Aus den Augen eines Siebenjährigen
Das unkommerzielle Merkmal der Star- und „Handlungs“- Verachtung teilt er mit ihnen ebenso wie den Vorzug, durchaus alltägliche, gewohnte Dinge mit neuen Augen sehen zu lassen. Dies geschieht aus dem Gesichtswinkel eines Siebenjährigen. Joey (Richie Andrusco) und sein älterer Bruder Lennie (Rickie Brewster) sind zwei New Yorker Jungen. Die Mutter lässt sie, als sie eine Besuchsreise antreten muss, zwei Tage allein. Lennie, der Ältere, soll Joey in seine Obhut nehmen. Doch er wird des kleineren Bruders überdrüssig, weil dieser ihn daran hindert, mit den gleichaltrigen Freunden zu spielen. Deshalb greift er zu einer List: Beim Spiel mit einem Luftgewehr bringt er es zuwege, Joey glauben zu machen, er habe seinen älteren Bruder angeschossen.
Joey flieht nach Coney Island, dem populären Rummelplatz von New York. Dorthin wollte er schon lange einmal. Von den Möglichkeiten des Abenteuers, der Augenreize und den Schleckereien des Vergnügungsortes verlockt, vergisst er bald, was ihn hergetrieben hatte. Er verbringt auch die Nacht in Coney Island. Angstvoll sucht ihn Lennie, der ihn aber erst wenige Minuten vor der Rückkehr der Mutter findet. Diese wird von dem geheimen Ausflug des Jüngsten nie etwas erfahren, da sie ihre beiden Jungen zu Hause friedlich vor dem Fernsehgerät antrifft.

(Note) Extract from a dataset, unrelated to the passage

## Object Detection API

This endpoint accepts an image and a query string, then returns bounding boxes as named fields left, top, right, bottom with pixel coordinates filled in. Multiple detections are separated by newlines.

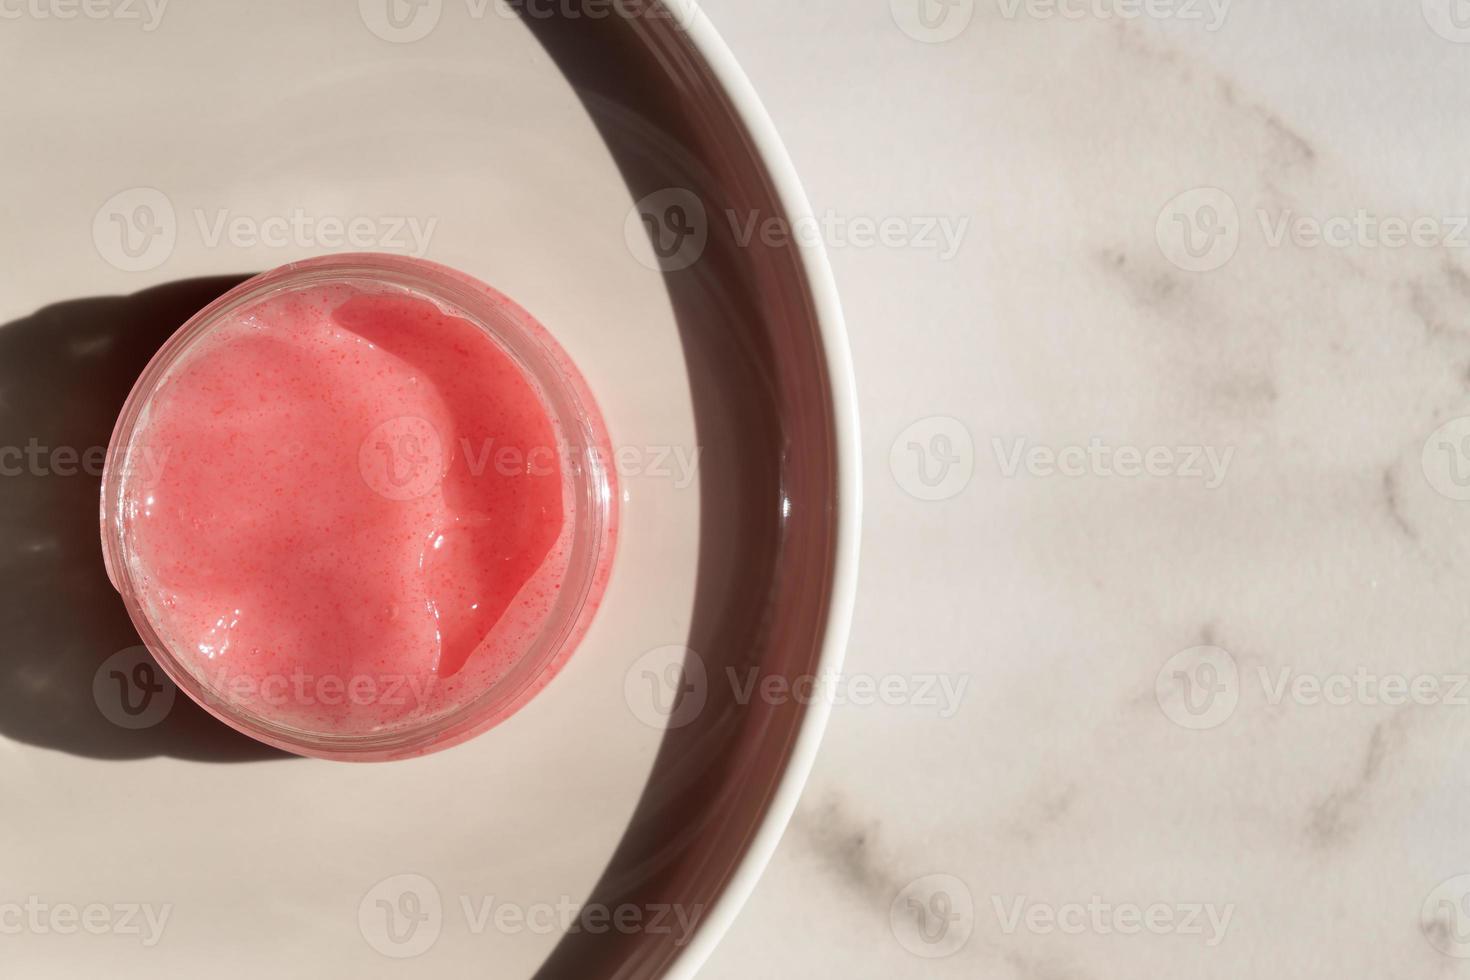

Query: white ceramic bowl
left=0, top=3, right=857, bottom=976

Die Freuden und Ängste der Kinderwelt
Der Film errang 1953 beim Festival in Venedig einen Biennale-Preis. Er dringt mit seiner Darstellung tief in die Freuden und Ängste der Kinderwelt ein. Möglich wurde das nur deshalb, weil sich die Erwachsenen aufs Erstaunlichste in die Psyche des aufgeweckten Knaben mit seiner besonderen Optik, seiner Perspektive und Sehweise hineinzusetzen vermochten. Diese psychologische Verwandlung ist großartig gelungen. Wir empfehlen den Film dem anspruchsvollen Studio-Publikum.